Was erwartet die Leser in dem Buch:
- Es finden sich Hinweise auf Redewendungen mit Nutztieren, so am Beispiel des Schweins, die tief verwurzelt sind in unserem alltäglichen Sprachgebrauch und die man auch als Veganer*in oftmals unreflektiert nutzt.
- Auch hilfreich finde ich die vielen Argumentationshilfen in dem Buch. So wie beispielsweise das Herausarbeiten, dass Religion eigentlich ein Glaube an Wundergeschichten ist, da es dabei kein „richtig“ oder „falsch“ gibt. Die Folgen des Fleischkonsums sind dagegen eher Fakten zu beurteilen, die wissenschaftlich belegbar sind. Die Neigung einiger Kritiker*innen Veganismus als eine “Pseudo-Religion” darzustellen, wird durch den Autor präzise widerlegt.
- Treffende und witzige Dialoge wie das Hochloben vom Althergebrachtem, das gleichzeitig im Widerspruch zum Innovations-/Fortschrittsstreben der Menschen steht: etwa der Trend umweltfreundlichere Autos zu bevorzugen und sich gleichzeitig das Argument zu eigen machen, Mensch hätten schon immer Fleisch gegessen.
- In einigen Geschichten werden Parallelen gezogen, auch mal nach meinem Geschmack etwas unpassend und dann wieder passend “wie die Faust aufs Auge “, so dass sich das Merken oder Notieren wirklich lohnt für die nächste Diskussion mit Fleischessern.
- Auch werden beliebte aber doch fehlerhaft anmutende Glaubensmuster von Fleischesser*innen als solche enttarnt und dem Fakten entgegen gesetzt, wie z.B. kann ein respektvolles Verspeisen von Fleisch für das Tier besser sein als “unbewusstes” Konsumieren. Denn “wer Respekt vor einem Tier hat, tötet es nicht.”

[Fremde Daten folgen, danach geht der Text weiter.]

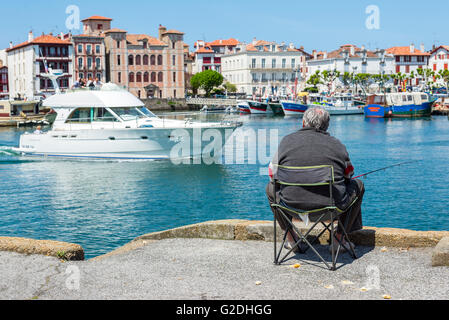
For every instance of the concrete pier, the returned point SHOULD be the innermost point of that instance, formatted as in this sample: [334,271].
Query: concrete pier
[231,259]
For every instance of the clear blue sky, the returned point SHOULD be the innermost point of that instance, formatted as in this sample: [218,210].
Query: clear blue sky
[319,24]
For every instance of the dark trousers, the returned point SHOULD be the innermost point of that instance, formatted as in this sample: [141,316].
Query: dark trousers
[351,218]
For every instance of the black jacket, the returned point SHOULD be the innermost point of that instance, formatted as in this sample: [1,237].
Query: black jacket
[310,147]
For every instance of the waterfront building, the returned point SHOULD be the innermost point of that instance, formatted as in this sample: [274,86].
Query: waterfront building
[208,54]
[89,49]
[4,87]
[351,59]
[439,60]
[408,60]
[27,61]
[147,66]
[265,68]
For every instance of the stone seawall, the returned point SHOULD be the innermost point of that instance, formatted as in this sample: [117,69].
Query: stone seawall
[169,105]
[242,230]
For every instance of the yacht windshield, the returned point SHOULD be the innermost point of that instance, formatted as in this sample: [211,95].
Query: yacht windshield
[127,114]
[146,112]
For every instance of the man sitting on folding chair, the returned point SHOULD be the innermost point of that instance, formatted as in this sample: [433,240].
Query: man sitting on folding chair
[313,147]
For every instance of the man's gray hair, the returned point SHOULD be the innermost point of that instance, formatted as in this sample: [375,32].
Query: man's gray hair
[316,117]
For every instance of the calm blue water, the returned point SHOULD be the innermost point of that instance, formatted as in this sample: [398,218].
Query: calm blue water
[103,205]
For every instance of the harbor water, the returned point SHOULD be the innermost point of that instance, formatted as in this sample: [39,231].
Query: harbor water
[102,205]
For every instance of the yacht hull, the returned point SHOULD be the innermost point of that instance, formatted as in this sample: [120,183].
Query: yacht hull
[139,144]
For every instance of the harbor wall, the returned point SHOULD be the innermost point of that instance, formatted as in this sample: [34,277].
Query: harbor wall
[169,105]
[240,230]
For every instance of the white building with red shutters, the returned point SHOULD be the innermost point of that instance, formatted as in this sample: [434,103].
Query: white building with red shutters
[409,59]
[439,59]
[27,61]
[208,54]
[89,49]
[264,68]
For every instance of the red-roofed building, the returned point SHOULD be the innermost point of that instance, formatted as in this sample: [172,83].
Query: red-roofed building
[26,65]
[208,54]
[147,66]
[439,59]
[264,68]
[89,49]
[409,59]
[4,86]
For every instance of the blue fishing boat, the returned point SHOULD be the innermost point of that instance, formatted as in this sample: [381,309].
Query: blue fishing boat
[402,104]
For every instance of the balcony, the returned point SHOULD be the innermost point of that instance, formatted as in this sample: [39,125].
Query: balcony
[274,67]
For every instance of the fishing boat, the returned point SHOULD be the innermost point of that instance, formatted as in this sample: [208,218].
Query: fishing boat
[293,108]
[401,104]
[111,123]
[243,107]
[340,104]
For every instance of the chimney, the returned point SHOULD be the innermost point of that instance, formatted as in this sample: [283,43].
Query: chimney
[162,30]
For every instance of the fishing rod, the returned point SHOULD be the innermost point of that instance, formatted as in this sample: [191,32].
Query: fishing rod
[381,169]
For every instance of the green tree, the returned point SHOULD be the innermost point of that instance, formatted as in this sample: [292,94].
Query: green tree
[363,80]
[329,77]
[315,80]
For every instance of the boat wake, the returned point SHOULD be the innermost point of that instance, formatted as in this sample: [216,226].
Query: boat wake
[8,151]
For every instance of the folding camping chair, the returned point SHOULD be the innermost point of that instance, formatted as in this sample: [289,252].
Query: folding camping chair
[308,177]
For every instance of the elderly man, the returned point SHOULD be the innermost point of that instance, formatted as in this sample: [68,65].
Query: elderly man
[312,146]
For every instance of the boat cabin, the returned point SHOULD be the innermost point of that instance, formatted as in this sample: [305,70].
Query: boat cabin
[399,99]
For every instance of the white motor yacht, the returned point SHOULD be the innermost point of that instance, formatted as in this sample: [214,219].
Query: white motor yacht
[111,123]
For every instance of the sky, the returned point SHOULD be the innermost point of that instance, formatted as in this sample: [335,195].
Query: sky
[320,25]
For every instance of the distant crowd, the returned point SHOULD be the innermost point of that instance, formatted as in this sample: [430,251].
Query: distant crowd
[87,83]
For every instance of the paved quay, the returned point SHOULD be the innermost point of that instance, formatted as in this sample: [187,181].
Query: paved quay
[222,269]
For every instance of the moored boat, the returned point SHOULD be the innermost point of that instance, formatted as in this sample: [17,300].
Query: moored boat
[243,107]
[293,107]
[401,104]
[257,107]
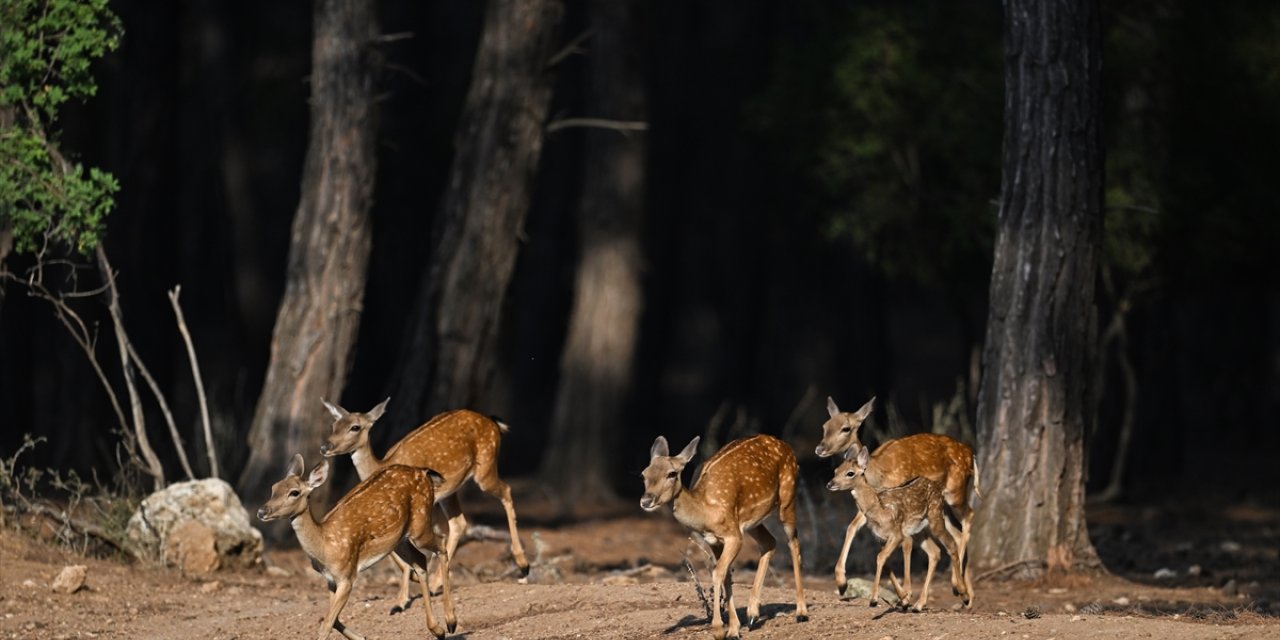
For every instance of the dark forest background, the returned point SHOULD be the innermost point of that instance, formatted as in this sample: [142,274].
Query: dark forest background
[818,209]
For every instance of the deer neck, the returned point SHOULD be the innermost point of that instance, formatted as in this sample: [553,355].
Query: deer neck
[867,497]
[690,510]
[310,535]
[365,461]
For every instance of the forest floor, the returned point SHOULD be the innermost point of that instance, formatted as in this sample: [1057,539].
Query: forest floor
[624,576]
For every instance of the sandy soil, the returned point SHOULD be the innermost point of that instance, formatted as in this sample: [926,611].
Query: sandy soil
[624,577]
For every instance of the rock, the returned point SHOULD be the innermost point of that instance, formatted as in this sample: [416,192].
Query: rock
[71,579]
[211,503]
[193,548]
[856,588]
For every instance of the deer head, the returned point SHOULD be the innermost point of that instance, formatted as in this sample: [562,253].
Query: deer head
[662,476]
[350,432]
[854,465]
[289,496]
[840,432]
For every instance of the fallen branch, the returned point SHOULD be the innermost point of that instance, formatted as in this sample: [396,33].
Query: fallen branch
[200,380]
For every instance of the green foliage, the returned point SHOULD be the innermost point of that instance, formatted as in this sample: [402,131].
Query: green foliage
[890,115]
[46,51]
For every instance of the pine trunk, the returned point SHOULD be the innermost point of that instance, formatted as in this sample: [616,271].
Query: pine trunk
[1034,402]
[319,316]
[597,364]
[451,351]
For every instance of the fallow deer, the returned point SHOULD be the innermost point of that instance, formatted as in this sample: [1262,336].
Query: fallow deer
[941,458]
[734,492]
[365,525]
[897,515]
[457,444]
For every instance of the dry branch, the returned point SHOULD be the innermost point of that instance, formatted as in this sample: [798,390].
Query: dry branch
[200,380]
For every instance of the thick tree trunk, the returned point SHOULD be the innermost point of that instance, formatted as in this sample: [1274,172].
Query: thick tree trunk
[598,357]
[449,353]
[311,347]
[1034,403]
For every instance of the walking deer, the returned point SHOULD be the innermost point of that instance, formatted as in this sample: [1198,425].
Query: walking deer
[940,458]
[897,515]
[734,492]
[457,444]
[365,525]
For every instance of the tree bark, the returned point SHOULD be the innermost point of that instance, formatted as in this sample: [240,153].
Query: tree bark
[315,329]
[449,352]
[1034,402]
[595,368]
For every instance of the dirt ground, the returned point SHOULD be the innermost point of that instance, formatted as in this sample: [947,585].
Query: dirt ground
[624,576]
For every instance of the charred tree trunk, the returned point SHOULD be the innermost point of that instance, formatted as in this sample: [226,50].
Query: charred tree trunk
[1033,406]
[599,350]
[449,353]
[311,347]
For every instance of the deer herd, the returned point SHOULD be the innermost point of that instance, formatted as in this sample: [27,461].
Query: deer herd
[901,490]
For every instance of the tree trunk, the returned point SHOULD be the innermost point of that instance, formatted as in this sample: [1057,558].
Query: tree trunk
[311,347]
[1033,406]
[597,364]
[449,355]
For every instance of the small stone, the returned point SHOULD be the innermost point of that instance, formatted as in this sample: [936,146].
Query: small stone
[71,579]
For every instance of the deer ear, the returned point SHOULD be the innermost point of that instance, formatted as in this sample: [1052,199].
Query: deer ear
[865,408]
[338,412]
[296,466]
[374,414]
[690,449]
[319,474]
[658,449]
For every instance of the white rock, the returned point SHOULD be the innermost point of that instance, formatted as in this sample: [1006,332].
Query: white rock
[210,502]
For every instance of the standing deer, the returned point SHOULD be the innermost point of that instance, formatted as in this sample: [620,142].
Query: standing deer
[457,444]
[941,458]
[365,525]
[897,515]
[736,489]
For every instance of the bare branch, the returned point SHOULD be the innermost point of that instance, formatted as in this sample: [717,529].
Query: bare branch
[164,410]
[200,380]
[597,123]
[122,341]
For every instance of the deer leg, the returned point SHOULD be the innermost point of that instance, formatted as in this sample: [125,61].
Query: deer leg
[880,567]
[457,524]
[932,551]
[432,625]
[487,476]
[406,575]
[906,571]
[767,544]
[720,577]
[337,600]
[859,520]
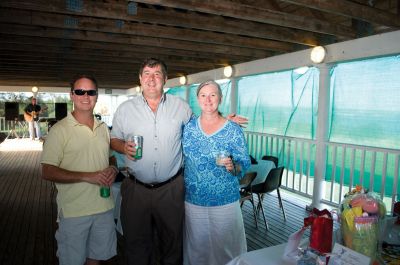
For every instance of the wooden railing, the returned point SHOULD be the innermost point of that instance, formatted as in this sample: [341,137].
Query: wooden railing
[376,169]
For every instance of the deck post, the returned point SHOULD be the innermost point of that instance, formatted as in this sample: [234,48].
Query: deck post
[321,134]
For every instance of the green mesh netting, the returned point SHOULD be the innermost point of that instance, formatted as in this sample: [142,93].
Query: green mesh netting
[179,91]
[282,103]
[365,110]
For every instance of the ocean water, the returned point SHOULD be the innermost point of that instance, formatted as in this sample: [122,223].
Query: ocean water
[379,129]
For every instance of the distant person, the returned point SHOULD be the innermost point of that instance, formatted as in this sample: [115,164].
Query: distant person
[76,157]
[32,111]
[214,230]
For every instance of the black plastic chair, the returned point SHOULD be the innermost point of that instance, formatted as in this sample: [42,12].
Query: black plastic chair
[246,193]
[271,158]
[253,161]
[271,183]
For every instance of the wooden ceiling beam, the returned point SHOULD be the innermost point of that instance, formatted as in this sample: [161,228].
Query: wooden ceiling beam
[113,55]
[46,32]
[191,20]
[352,9]
[258,14]
[100,46]
[37,18]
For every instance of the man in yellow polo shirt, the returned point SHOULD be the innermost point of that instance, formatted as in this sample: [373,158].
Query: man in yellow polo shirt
[76,157]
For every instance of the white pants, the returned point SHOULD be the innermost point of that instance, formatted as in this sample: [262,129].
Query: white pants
[34,127]
[213,235]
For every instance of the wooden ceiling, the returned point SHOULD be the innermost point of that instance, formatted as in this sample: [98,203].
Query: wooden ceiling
[44,43]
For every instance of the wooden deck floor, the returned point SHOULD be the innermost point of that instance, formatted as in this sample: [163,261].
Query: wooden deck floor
[28,212]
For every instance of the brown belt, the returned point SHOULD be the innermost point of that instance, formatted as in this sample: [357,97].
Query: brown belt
[155,185]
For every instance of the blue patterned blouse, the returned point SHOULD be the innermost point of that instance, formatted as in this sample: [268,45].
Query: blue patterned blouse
[206,183]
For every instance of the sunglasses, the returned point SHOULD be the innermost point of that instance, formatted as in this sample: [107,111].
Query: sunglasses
[81,92]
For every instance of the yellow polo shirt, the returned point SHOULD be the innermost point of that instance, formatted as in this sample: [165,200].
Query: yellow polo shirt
[73,146]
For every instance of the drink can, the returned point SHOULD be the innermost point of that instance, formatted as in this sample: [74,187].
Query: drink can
[138,140]
[105,191]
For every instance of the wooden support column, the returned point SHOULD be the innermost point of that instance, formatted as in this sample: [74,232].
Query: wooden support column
[322,134]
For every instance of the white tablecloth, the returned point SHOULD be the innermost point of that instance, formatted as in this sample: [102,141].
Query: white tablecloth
[262,168]
[266,256]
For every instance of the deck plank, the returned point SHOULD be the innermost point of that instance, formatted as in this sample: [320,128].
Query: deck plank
[28,215]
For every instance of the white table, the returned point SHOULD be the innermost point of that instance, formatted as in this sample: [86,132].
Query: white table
[262,168]
[266,256]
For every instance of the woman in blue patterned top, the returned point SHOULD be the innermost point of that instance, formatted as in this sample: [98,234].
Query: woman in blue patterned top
[214,230]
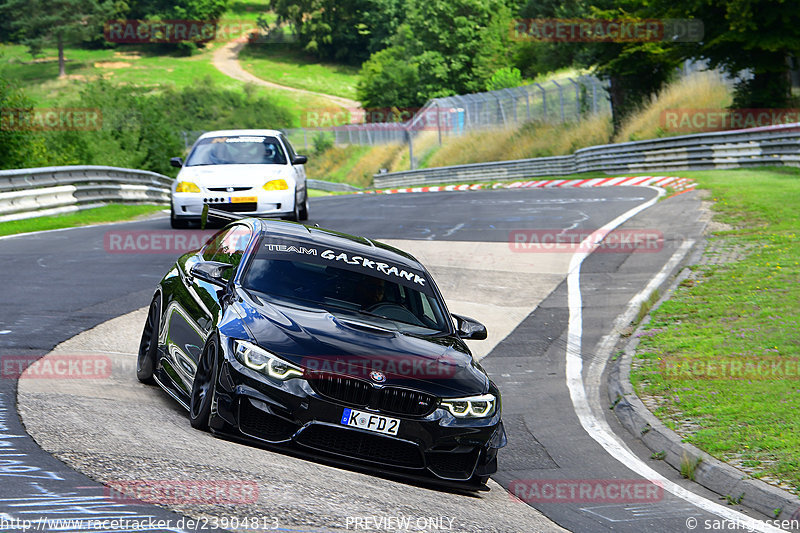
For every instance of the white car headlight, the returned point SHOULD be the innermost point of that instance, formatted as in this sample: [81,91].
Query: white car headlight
[482,406]
[259,359]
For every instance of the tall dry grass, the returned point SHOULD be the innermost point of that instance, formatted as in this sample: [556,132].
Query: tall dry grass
[352,164]
[533,139]
[701,90]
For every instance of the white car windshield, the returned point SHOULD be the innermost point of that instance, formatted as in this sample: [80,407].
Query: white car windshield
[237,150]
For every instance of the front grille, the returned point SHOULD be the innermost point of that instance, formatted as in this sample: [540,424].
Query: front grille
[453,465]
[405,402]
[359,445]
[351,391]
[360,393]
[244,206]
[259,424]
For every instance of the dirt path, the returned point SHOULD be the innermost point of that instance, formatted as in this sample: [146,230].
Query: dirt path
[226,61]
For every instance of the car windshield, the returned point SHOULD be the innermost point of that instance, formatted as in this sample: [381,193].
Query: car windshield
[237,150]
[346,286]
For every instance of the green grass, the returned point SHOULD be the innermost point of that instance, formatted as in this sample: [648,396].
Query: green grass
[743,312]
[108,213]
[287,65]
[138,65]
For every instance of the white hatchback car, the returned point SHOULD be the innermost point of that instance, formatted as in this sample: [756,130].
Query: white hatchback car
[253,172]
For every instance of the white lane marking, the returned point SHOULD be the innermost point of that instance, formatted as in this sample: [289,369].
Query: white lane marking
[597,428]
[453,229]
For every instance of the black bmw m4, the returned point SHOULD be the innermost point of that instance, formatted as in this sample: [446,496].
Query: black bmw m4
[330,345]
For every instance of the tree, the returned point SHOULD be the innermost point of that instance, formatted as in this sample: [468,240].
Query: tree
[504,78]
[343,30]
[41,22]
[199,10]
[754,36]
[634,70]
[389,79]
[444,47]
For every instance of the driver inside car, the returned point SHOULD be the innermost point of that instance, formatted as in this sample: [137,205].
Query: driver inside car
[371,292]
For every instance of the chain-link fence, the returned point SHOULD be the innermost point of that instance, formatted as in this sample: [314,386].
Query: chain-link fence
[562,100]
[554,101]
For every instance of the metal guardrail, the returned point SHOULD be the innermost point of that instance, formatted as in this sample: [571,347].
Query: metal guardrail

- Auch kritische Themen unter Veganer*innen selbst werden thematisiert wie z.B. die Problematik des Freikaufens von Nutztieren bei Bauern. Am Beispiel von Landwirt Herbert Mayer, der kurz vor dem Bankrott dank zahlungswilliger Veganer*innen einen neuen Markt für sich entdeckt hat: Tiere züchten und an ebendiese zu verkaufen. Dabei gilt: je schlimmer deren Zustand, desto mehr Geld zahlen die Veganer*innen. Ein Aspekt, über den man sich durchaus Gedanken machen sollte.
- Das letzte Kapitel mit dem Titel “ein Ausblick” beinhaltet Geschichten einer möglichen zukünftigen Welt. Gibt es bald einen Beschluss, demnach Fleisch nur diejenigen Essen dürfen, die es vorher auch selbst erlegt haben? Gibt es bald in Supermärkten extra eingerichtete Schlachträume für diejenigen, die ohne Fleisch nicht leben können?
Und immer wieder kommt beim Lesen ein Schmunzeln durch mit der Erkenntnis, dass man dem eigenen früheren omnivoren Ich in den Geschichten begegnet.
Sicherlich trifft nicht jede Geschichte den Geschmack eines jeden Lesers. So fand auch ich den einen oder anderen Text nicht 100% gelungen, auch teilweise unpassend. Bei der Fülle der Kurzgeschichten aber kann sich jede*r das Passende herausziehen.
Fazit: lesenswert und das nicht nur für (noch) Fleischesser*innen oder Neu-Veganer*innen. Auch „alte Hasen“ finden den einen oder anderen Denkanstoß.